Ah, that warning. nvc++ is not meant as a replacement for nvcc for CUDA compilation. We needed to add some CUDA for our STDPAR implementation which uses Thrust under the hood.

The warning is just there to say that nvc++ doesn’t fully support CUDA so if there is a problem with the CUDA code, then it’s not something we’d necessarily fix. If it works, great!, ignore the warning and continue on. If it doesn’t, let me know and we can see about finding a work around. I just wouldn’t submit a bug report for the CUDA code.

If this isn’t a good fit for you, what you’d want to instead do is split the CUDA and OpenACC sections into separate files. Compile the CUDA code with nvcc and the OpenACC with nvc++, though link with nvc++.

Alternately, you can compile with nvcc and set the host compiler to be nvc++. The problem there is that nvcc doesn’t know to register the OpenACC kernels during link, so you want to link with nvc++ and likely need to set the host flags to use “-gpu=nordc” since nvcc disable RDC by default.

Hi @MatColgrove Thank you for this clarification.

For now, I have started running my code after compiling it with the nvc++ compiler, ignoring the warnings related to kernel launches.

This is the test code I am running on the Jetson AGX Xavier. It contains three kernels, each executing with a single block and a single thread:

  • Kernel 1 and Kernel 2 communicate via a flag in device memory. Kernel 1 sets the flag, and Kernel 2 reads it. This process runs continuously inside a while(1) loop.
  • Kernel 3 waits for a flag from the host (CPU). The CPU sets the flag, and Kernel 3 reads it and prints the value.

I compiled the code using: nvc++ -cuda test_app.cu

However, when I run the code, I do not see any prints from the kernel threads. Additionally, my host side gets stuck at cudaMemcpy when setting the flag for Kernel 3.

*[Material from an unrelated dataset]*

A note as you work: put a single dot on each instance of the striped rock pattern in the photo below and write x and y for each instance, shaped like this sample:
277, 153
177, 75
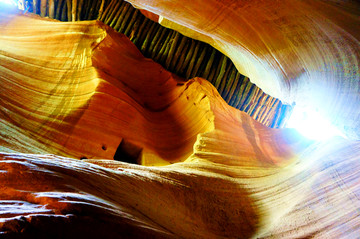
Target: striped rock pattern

Checking the GPU status with tegrastats, I see: GR3D_Freq 99%@675

This indicates that all GPU cores are being utilized at full capacity.

Given that my code only involves a few threads (2-3 at most), I would expect it to use only a small fraction of the 512-core GPU. Why is it consuming all the GPU cores?

Could you please review my code and help me understand what mistake I might be making? Also, how can I optimize my implementation to align with the intended logic?

Thanks!

Following is the test code I am using:

include < iostream>
include <cuda_runtime.h>
include <unistd.h>

global void kernel1(volatile unsigned int* flag1) {
while (true) {
printf(“Kernel1: Setting flag1.\n”);
atomicExch((unsigned int*)flag1, 1);
__threadfence(); // Ensure visibility to other threads
__nanosleep(10000000); // Sleep for 10ms
}
}

global void kernel2(volatile unsigned int* flag1) {
while (true) {
if (atomicCAS((unsigned int*)flag1, 1, 0) == 1) { // Only clear if set
printf(“Kernel2: Received flag1. Clearing flag1.\n”);
__threadfence();
}
__nanosleep(10000000); // Sleep for 10ms
}
}

global void kernel3(volatile unsigned int* flag2) {
while (true) {
if (atomicCAS((unsigned int*)flag2, 1, 0) == 1) { // Check and clear flag
printf(“Kernel3: Received flag2 from host. Clearing flag2.\n”);
__threadfence();
}
__nanosleep(10000000); // Sleep for 10ms
}
}

int main() {
unsigned int h_flag2 = 0; // Host flag
unsigned int *d_flag1, *d_flag2;

cudaMalloc((void**)&d_flag1, sizeof(unsigned int));
cudaMalloc((void**)&d_flag2, sizeof(unsigned int));

cudaMemset(d_flag1, 0, sizeof(unsigned int));
cudaMemset(d_flag2, 0, sizeof(unsigned int));

// Launch single-threaded kernels
kernel1<<<1,1>>>(d_flag1);
kernel2<<<1,1>>>(d_flag1);
kernel3<<<1,1>>>(d_flag2);

sleep(2);  // Allow kernels to start

printf("Host: Setting flag2 for Kernel3.\n");
h_flag2 = 1;
cudaMemcpy(d_flag2, &h_flag2, sizeof(unsigned int), cudaMemcpyHostToDevice);

sleep(1);

cudaFree(d_flag1);
cudaFree(d_flag2);

return 0;

}

I don’t know Tegra systems myself nor tegrastats, but it looks like this is the percent utilization relative to the frequency being used. If there’s at least one thread running on a multiprocessor running (I think there’s 8 SMs), then most likely the whole multiprocessor needs to be powered up. So I’d interrupt this number to mean the % of cores powered at this frequency, not the number of cores actively being used. Also, I think the max freq on this is system ~1.4MHz and nominal freq at 854Mhz, so at 675 it’s not running with full frequency.

Granted, I’m just guessing about how to interrupt the “GR3D_Freq”, but if you’re concern is that more than one thread is being launched, then this isn’t the case. Now there will always be at least one warp (32 threads) running, though only one thread will actually be doing anything.

As for the algorithm, you might be better off to ask the question over on the CUDA forum, as I’m not an expert in CUDA (I advise on using the NVHPC SDK and directive base models).

Though, I don’t think this is going to work. Essentially you’re trying to create a mutex that’s visible across kernels. Though atomic operations work by flushing any reads and evicting the variable from cache. This then forces other threads in the same kernel to reread the variable. Though in the other kernel, it’s likely still reading from cache, not knowing the global variable has been updated.

Maybe there’s a way to do this, and perhaps someone on the CUDA forums can give you ideas?

One idea (and I could be wrong in this approach), is if you have a main kernel with one thread that handles the control flow. Instead of launching multiple kernels from main, instead within this main kernel, you then launch other kernels that perform the work (i.e. dynamic/nested parallelism)?

Now if you go this route, you’ll need to stick with just CUDA as we don’t support nested parallelism in OpenACC. Also, if you’re using pure CUDA, then you should use nvcc in case you encounter a construct nvc++ doesn’t support.